I hope everyone has a musician, or something, they can mark their lives against the way I can with Tori.

My best girls either came to the shows with me or met up with us beforehand, or after, and it was like I felt the shift happen right under me: that, before, wasn't a memory, but this, here, now, is.

Processing time

I slipped out in between rain showers last night to unearth Freedom from my car, where it had been sitting since my beach evacuation, and turned in early to catch up on it. it had been so long -- nearly two weeks! -- since I'd last picked it up that I had to re-read some pages, finding the groove I'd been in.

It came quickly. And so I read, the weight of the pages, the binding, tiring out my arms. (I may be too used to ebooks these days. I've lost my reading muscles.)

Anyway, a few pages in I was reabsorbed, and after some time had passed I looked up at a sudden noise and was surprised to find I was at home instead of on the Pearl Street beach. There was no sun -- just my ceiling light. A trickle of sand rained down on my stomach, nearly landing on my bed, but it wasn't the same, of course. It couldn't be.

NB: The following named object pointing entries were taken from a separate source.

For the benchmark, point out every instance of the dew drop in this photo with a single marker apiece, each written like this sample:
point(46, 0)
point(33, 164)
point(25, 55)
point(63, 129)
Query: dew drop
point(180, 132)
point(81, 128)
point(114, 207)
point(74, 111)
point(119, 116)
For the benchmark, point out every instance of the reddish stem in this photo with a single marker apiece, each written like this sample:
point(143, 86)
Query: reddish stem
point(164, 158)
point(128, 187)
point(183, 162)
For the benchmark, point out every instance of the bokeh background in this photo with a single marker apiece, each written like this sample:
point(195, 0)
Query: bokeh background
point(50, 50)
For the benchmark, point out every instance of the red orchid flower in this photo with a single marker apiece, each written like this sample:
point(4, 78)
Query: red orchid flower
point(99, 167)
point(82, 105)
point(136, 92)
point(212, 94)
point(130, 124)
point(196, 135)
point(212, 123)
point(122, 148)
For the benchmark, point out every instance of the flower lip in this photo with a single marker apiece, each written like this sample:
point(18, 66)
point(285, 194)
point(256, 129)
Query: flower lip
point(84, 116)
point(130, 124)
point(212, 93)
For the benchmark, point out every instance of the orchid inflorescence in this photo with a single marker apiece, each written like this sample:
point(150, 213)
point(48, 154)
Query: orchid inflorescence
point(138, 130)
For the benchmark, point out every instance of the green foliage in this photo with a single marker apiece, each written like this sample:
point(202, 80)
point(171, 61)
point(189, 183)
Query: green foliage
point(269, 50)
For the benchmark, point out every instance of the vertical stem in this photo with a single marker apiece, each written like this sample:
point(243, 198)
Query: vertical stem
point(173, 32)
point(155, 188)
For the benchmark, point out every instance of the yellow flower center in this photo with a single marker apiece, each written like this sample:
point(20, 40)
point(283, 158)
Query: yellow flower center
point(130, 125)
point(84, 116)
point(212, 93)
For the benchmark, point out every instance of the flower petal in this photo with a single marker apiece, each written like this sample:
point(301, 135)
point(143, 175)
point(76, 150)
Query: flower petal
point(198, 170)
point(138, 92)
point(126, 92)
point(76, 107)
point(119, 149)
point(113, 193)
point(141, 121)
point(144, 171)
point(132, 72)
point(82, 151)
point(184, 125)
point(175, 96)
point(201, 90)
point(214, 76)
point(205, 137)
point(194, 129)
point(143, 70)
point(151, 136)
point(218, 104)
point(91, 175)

I spent some time in Sri Lanka one January, rebuilding houses washed away by the 2004 tsunami. Back then I wrote this about it on 100words.com:

Underneath a waning moon we sat on the ledge of the bar, silent. There is too much to think about tonight, this last night here. The fact that we are all here together; that this trip has changed us all; that we will never be as close as we are right now. So instead of thinking, I am watching: the look of triumph in Czech Peter's eyes. The smirk on Buraq's mouth. The thatched roofs and surfboards lining this bar, reminding me of LBI. I am taking it all in one last time, because I will never be here again.

I just remember sitting there, carving out the moment, knowing it would never be able to be recreated. And I suppose that's what everything is, most of the time: a moving memory. Things change so quickly that we can never relive the best times; they're never quite the same, despite identical staging and direction. The planets just never realign. Freedom is just not the same in my apartment as it was on the beach.

Sometimes I coast alongside work and life for weeks at a time, and then suddenly stop and gasp for air, for time to process. It can take minutes or hours for me to realize what's happened, where I've been, what it means. Even when it's mundane. It all just has to find its way into my bones. It has to become part of my story.

I did that last night, listening to the alternating silence and showers, like footfalls on the roof. And I'm doing it now, and this is my way of thanking you all for letting me.